Applications of a correlation matrix
There are three broad reasons for computing a correlation matrix:
To summarize a large amount of data where the goal is to see patterns. In our example above, the observable pattern is that all the variables highly correlate with each other.
To input into other analyses. For example, people commonly use correlation matrixes as inputs for exploratory factor analysis, confirmatory factor analysis, structural equation models, and linear regression when excluding missing values pairwise.
As a diagnostic when checking other analyses. For example, with linear regression a high amount of correlations suggests that the linear regression’s estimates will be unreliable.
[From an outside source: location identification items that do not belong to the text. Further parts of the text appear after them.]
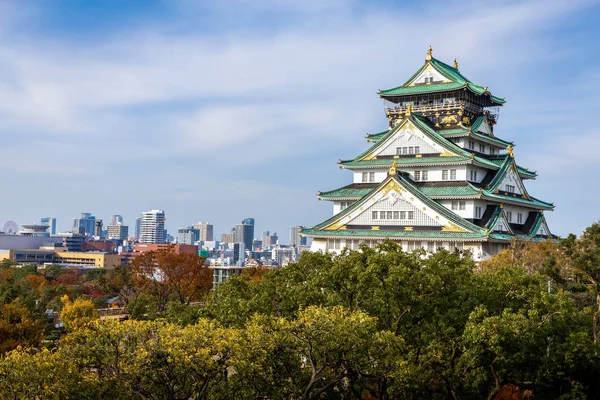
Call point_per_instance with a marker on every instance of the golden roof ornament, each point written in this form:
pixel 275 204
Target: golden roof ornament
pixel 392 171
pixel 429 54
pixel 510 152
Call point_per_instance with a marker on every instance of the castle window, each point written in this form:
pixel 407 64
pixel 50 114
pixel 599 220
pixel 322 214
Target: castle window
pixel 474 176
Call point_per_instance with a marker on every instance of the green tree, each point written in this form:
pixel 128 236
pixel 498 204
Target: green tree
pixel 77 313
pixel 18 328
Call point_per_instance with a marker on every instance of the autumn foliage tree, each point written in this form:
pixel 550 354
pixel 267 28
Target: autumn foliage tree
pixel 77 313
pixel 165 274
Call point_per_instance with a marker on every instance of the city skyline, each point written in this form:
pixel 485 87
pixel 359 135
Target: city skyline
pixel 261 110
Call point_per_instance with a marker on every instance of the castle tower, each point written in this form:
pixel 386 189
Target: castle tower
pixel 438 177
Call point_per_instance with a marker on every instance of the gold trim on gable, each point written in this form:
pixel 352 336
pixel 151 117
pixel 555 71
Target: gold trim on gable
pixel 450 227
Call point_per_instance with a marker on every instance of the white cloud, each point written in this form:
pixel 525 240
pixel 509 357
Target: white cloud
pixel 158 94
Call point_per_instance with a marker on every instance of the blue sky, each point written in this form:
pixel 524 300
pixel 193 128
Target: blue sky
pixel 217 111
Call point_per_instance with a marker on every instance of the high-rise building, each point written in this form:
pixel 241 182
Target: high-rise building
pixel 228 237
pixel 205 230
pixel 98 226
pixel 244 233
pixel 117 231
pixel 152 228
pixel 283 255
pixel 85 225
pixel 274 239
pixel 295 239
pixel 438 177
pixel 266 239
pixel 138 227
pixel 51 222
pixel 187 235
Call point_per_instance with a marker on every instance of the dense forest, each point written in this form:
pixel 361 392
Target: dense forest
pixel 370 324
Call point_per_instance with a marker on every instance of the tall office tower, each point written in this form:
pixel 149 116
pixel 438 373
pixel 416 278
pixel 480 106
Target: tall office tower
pixel 187 235
pixel 266 240
pixel 273 239
pixel 244 232
pixel 86 224
pixel 206 231
pixel 51 222
pixel 228 237
pixel 295 238
pixel 117 231
pixel 138 227
pixel 153 227
pixel 98 228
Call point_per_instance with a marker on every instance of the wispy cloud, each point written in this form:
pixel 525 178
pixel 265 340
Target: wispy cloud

Most correlation matrixes use Pearson’s Product-Moment Correlation (r). It is also common to use Spearman’s Correlation and Kendall’s Tau-b. Both of these are non-parametric correlations and less susceptible to outliers than r.
Coding of the variables
If you also have data from a survey, you’ll need to decide how to code the data before computing the correlations. For example, if respondents were given choices of Strongly Disagree, Somewhat Disagree, Neither Agree nor Disagree, Somewhat Agree, and Strongly Agree, you could assign codes of 1, 2, 3, 4, and 5, respectively (or, mathematically equivalent from the perspective of correlation, scores of -2, -1, 0, 1, and 2). However, other codings are possible, such as -4, -1, 0, 1, 4. Changes in codings tend to have little effect, except when extreme.
Treatment of missing values
The data that we use to compute correlations often contain missing values. This can either be because we did not collect this data or don’t know the responses. Various strategies exist for dealing with missing values when computing correlation matrixes. A best practice is usually to use multiple imputations. However, people more commonly use pairwise missing values (sometimes known as partial correlations). This involves computing correlation using all the non-missing data for the two variables. Alternatively, some use listwise deletion, also known as case-wise deletion, which only uses observations with no missing data. Both pairwise and case-wise deletion assumes that data is missing completely at random. This is why multiple imputations are generally the preferable option.
When presenting a correlation matrix, you’ll need to consider various options including:
Whether to show the whole matrix, as above or just the non-redundant bits, as below (arguably the 1.00 values in the main diagonal should also be removed).
How to format the numbers (for example, best practice is to remove the 0s prior to the decimal places and decimal-align the numbers, as above, but this can be difficult to do in most software).
Whether to show statistical significance (e.g., by color-coding cells red).
Whether to color-code the values according the correlation statistics (as shown below).
Rearranging the rows and columns to make patterns clearer.